Atomic force microscopy (AFM) operation in liquid environments presents unique challenges that differ significantly from measurements in air or vacuum. The presence of liquid introduces complications such as thermal drift, meniscus forces, and probe damping, which can degrade image resolution and measurement accuracy. However, overcoming these challenges enables critical applications in biological samples and electrochemical systems, where in situ characterization is essential.

Thermal drift is a major concern when operating AFM in liquid. Temperature fluctuations cause expansion or contraction of the microscope components and the sample stage, leading to lateral and vertical drift. In liquid cells, thermal equilibration is slower due to the higher heat capacity of liquids compared to air. This drift can distort images and make long-term measurements unreliable. Solutions include using thermally stable materials for the AFM setup, such as low-expansion alloys, and allowing sufficient time for temperature equilibration before imaging. Active temperature control systems, such as feedback-stabilized heating or cooling stages, can further minimize drift. Additionally, closed-loop scanner systems compensate for positional errors in real time, improving stability.

Meniscus forces arise from the interaction between the AFM probe and the liquid surface. When the probe enters or exits the liquid, a meniscus forms around the cantilever, creating unwanted forces that affect deflection measurements. These forces can lead to artifacts in height measurements and reduce probe sensitivity. To mitigate this, hydrophobic or hydrophilic coatings on the cantilever can be tailored to match the liquid properties, minimizing meniscus formation. Using shorter cantilevers reduces the interaction area, thereby decreasing meniscus effects. Another approach involves operating the probe fully submerged, eliminating air-liquid interfaces entirely.

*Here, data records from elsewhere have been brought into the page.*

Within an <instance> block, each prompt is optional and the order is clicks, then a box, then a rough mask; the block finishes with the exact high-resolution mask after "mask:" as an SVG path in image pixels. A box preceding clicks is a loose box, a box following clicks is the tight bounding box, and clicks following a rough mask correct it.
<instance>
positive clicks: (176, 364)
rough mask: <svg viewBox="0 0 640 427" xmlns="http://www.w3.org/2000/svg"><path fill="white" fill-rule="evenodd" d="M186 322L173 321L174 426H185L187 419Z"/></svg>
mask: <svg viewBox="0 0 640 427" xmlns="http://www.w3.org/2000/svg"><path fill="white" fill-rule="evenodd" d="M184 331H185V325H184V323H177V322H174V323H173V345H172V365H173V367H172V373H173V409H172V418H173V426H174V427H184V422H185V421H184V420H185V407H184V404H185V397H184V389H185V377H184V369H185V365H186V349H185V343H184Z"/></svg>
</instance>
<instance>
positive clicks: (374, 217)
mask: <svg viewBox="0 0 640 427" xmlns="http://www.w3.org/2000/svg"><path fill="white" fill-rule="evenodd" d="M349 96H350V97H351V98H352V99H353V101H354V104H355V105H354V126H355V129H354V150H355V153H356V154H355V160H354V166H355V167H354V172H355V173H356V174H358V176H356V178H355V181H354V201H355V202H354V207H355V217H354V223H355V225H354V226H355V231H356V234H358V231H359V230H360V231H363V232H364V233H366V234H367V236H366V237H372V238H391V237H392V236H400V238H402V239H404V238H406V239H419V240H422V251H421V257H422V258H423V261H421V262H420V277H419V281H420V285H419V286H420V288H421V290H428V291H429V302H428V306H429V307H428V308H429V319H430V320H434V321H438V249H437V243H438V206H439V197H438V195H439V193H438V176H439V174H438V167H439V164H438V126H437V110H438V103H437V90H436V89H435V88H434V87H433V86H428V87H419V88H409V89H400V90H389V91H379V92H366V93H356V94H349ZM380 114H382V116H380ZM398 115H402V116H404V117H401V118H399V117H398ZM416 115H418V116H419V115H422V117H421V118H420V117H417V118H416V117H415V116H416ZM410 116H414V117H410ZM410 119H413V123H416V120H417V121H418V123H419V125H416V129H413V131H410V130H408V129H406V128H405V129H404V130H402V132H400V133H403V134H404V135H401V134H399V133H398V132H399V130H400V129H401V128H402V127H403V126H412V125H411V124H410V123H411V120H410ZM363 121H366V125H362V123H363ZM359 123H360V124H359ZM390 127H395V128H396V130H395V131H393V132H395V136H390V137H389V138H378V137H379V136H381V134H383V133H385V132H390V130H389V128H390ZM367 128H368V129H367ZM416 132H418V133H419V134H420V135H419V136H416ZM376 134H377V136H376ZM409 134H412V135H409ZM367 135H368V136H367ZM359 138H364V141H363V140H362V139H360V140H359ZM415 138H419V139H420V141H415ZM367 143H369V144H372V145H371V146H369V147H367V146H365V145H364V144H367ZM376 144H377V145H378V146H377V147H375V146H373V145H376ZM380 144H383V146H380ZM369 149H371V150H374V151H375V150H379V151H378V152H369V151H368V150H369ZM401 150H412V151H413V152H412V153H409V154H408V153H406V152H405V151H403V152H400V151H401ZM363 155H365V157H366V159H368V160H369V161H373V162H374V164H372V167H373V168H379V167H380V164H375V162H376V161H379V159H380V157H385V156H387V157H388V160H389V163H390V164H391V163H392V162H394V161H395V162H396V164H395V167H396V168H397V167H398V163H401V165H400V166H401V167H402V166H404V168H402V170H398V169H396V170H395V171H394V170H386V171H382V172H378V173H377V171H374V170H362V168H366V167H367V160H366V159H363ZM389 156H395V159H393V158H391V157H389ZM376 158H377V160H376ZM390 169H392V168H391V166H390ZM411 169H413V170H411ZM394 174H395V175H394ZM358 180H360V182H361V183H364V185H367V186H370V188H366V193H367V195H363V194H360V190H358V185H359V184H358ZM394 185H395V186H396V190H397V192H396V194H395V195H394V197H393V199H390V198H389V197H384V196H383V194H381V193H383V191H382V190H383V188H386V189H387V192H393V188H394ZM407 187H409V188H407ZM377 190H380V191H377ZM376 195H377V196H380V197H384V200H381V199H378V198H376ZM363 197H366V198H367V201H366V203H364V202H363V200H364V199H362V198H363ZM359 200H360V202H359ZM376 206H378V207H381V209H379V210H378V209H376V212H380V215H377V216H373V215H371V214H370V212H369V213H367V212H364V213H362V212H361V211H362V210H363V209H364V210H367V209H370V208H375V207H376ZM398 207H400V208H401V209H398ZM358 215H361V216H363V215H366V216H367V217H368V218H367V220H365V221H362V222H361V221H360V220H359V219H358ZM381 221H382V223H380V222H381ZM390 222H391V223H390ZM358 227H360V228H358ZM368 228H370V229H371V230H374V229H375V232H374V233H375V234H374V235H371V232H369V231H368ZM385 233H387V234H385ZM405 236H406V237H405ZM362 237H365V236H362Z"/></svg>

Probe damping in liquid is caused by the higher viscosity of liquids compared to air, which reduces the quality factor (Q-factor) of the cantilever resonance. A low Q-factor results in slower response times and decreased sensitivity to tip-sample interactions. Solutions include using higher-frequency cantilevers designed for liquid operation, which maintain better oscillation stability. Tuning the drive frequency to match the damped resonance peak improves signal-to-noise ratio. Additionally, specialized feedback algorithms adjust for damping effects in real time, preserving imaging performance.

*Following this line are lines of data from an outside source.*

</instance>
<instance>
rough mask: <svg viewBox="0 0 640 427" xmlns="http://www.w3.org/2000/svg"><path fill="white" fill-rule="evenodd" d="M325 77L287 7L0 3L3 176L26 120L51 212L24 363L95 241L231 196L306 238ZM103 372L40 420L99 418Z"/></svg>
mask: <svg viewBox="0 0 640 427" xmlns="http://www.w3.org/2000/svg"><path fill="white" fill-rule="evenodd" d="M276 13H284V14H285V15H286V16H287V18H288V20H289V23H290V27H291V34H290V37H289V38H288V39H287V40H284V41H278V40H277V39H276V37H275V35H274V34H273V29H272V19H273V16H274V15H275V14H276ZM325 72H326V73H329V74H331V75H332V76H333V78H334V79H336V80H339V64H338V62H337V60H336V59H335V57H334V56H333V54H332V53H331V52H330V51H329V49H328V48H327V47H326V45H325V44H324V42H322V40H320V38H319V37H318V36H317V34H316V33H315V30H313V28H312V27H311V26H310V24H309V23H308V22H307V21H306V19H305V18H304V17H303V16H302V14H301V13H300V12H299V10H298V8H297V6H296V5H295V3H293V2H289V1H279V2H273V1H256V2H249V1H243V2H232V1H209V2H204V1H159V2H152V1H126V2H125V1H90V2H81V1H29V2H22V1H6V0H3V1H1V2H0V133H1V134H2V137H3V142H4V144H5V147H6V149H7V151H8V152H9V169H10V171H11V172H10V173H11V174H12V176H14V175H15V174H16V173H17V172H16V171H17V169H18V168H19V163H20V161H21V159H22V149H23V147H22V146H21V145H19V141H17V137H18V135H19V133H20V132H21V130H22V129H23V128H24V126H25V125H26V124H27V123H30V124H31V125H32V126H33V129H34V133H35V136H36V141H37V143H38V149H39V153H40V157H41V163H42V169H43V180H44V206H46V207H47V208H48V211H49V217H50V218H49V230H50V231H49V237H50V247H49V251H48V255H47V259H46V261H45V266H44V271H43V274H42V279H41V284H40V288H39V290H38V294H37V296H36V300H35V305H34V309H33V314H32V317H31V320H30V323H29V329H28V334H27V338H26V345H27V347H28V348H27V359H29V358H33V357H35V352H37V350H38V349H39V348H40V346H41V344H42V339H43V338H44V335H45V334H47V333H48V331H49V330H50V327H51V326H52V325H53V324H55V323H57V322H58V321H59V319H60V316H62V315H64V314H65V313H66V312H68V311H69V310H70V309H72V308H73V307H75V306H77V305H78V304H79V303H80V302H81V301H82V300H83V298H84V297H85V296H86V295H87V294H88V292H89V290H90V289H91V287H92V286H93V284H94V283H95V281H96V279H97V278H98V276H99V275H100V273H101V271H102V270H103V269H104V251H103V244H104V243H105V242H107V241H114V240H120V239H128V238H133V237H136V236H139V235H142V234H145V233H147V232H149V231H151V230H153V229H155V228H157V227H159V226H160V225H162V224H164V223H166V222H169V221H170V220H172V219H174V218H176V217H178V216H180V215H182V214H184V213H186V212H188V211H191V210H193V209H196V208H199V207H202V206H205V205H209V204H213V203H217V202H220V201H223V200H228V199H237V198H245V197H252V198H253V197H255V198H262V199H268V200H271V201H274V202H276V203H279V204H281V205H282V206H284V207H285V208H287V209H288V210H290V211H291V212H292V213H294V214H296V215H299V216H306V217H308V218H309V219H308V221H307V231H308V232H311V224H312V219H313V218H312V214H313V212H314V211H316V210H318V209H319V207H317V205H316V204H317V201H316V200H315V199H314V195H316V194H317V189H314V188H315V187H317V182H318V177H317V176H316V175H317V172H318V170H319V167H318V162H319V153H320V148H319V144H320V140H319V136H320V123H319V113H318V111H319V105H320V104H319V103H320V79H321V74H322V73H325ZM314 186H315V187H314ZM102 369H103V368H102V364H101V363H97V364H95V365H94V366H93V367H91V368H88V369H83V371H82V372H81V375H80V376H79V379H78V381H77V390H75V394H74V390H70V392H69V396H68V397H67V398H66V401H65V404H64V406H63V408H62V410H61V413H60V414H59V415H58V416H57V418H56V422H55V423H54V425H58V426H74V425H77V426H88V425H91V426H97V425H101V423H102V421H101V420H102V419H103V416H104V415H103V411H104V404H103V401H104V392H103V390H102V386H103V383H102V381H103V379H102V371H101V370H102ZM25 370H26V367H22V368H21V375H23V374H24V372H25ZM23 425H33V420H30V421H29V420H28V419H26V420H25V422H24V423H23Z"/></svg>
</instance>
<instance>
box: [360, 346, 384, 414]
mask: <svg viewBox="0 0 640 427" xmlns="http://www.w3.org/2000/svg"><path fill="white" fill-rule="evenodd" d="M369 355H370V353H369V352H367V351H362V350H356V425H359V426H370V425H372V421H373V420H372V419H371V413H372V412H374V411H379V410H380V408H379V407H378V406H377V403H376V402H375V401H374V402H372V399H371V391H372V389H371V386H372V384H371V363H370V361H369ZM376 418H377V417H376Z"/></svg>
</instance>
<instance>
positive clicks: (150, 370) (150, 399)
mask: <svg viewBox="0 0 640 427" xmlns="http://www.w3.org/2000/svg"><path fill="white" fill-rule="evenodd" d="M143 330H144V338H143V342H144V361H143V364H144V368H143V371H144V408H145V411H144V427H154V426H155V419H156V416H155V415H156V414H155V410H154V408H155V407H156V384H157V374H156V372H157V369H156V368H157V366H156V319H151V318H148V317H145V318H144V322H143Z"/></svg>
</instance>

Biological samples benefit significantly from AFM imaging in liquid, as it maintains physiological conditions and prevents dehydration. For example, live cell imaging allows observation of dynamic processes such as membrane remodeling or cytoskeletal rearrangements. AFM can measure mechanical properties like stiffness and adhesion forces, providing insights into cell health or disease states. However, challenges include sample softness and mobility, which require gentle imaging modes such as tapping mode or fast-scanning techniques to avoid damage. Functionalized tips enable molecular recognition studies, mapping specific receptors or ligands on cell surfaces with nanoscale precision.

In electrochemical systems, AFM in liquid enables real-time observation of processes at electrode-electrolyte interfaces. Applications include studying nucleation and growth of electrodeposited materials, corrosion mechanisms, and solid-electrolyte interphase formation in batteries. The AFM probe must be electrically insulated to avoid interference with electrochemical measurements, except in conductive AFM modes where the tip acts as a nanoelectrode. Challenges include maintaining stable electrochemical conditions while scanning, as local potential gradients can influence tip-sample interactions. Using potentiostatic control synchronizes AFM and electrochemical measurements, ensuring accurate correlation between structural changes and electrochemical activity.

Quantitative mechanical measurements in liquid require careful calibration of the cantilever spring constant and sensitivity, as liquid damping affects both. Thermal tuning methods are commonly used to determine the spring constant in situ. For force spectroscopy, accounting for hydrodynamic drag forces is essential to accurately interpret adhesion or indentation data. Advanced models incorporate viscous drag effects when calculating interaction forces from deflection data.

In summary, AFM operation in liquid demands specialized approaches to address thermal drift, meniscus forces, and probe damping. Solutions involving hardware modifications, probe design, and advanced feedback algorithms enable high-resolution imaging and force measurements. Biological applications leverage AFM’s ability to probe soft samples in native environments, while electrochemical studies benefit from real-time interfacial characterization. By overcoming these challenges, AFM remains a powerful tool for nanoscale investigation in liquid-phase systems.